さらには東京五輪・パラリンピック大会組織委員会の橋本聖子会長の名前も浮上。橋下氏は政府高官ではないため、外交的ボイコットを表明しているアメリカやイギリスなどの批判を避けられる。しかも現職の国会議員であることから中国側の面子も立つ。

衆院予算委員会で答弁する岸田文雄首相(中央)=2021年12月13日、国会内
写真=時事通信フォト
衆院予算委員会で答弁する岸田文雄首相(中央)=2021年12月13日、国会内

しかし、アメリカやイギリスなどに配慮しながら、中国にもいい顔をするのは無理である。岸田首相は検討にこれ以上、時間をかけるべきではない。欧米各国が次々と外交的ボイコットを表明しているなか、判断が遅れるほど日本の優柔不断が際立つ。それは国益を損ねる行為だ。

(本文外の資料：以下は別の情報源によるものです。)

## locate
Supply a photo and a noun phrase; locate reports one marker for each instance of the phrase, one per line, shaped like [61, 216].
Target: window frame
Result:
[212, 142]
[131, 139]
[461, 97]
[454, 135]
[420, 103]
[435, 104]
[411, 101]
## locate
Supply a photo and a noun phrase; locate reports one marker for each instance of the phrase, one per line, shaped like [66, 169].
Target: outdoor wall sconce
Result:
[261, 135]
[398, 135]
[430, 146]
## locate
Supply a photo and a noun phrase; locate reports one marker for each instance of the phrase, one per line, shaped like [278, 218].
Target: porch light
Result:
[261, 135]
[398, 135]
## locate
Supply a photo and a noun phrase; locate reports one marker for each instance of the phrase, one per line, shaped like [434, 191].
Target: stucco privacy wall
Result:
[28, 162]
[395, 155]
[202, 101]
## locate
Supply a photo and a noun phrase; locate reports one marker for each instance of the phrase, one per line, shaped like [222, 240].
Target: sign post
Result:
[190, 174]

中国の専制主義や覇権的行動、強権姿勢、人権侵害を考え合わせれば、答えはひとつだ。中国に甘い顔を見せてはならない。日本はできる限り早く、外交的ボイコットを表明すべきである。

五輪を政治利用しようとしているのは習近平政権

外交的ボイコットに中国は猛反発している。

相手を攻撃して強く罵る「戦狼外交」で知られる、中国外務省の趙立堅(ジャオ・リージエン)副報道局長は7日の定例記者会見でこう力説した。

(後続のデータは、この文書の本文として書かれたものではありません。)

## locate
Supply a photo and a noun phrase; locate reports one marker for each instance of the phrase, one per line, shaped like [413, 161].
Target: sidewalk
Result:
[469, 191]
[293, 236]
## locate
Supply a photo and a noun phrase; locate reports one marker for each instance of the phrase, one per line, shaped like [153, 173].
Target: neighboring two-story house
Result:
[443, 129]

「強い不満と断固たる反対を表明し、対抗措置を取る。アメリカの行動は誤っている。必ずや代償を払うことになる」
「アメリカはスポーツを政治問題化している。オリンピックに対する干渉を中止しなければ、中国とアメリカが国際社会や経済的分野で行っている対話や協力関係は無駄になる」

いつものことではあるが、よくもまあここまで御託を並べられるものだ。誤っているのは中国の習近平(シー・チンピン)政権であり、外交的ボイコットはその報いだろう。オリンピックを政治利用しようとしているのは、習近平政権である。今回の問題に国際社会や経済的分野での協力を持ち出すのも軽薄な脅しにすぎない。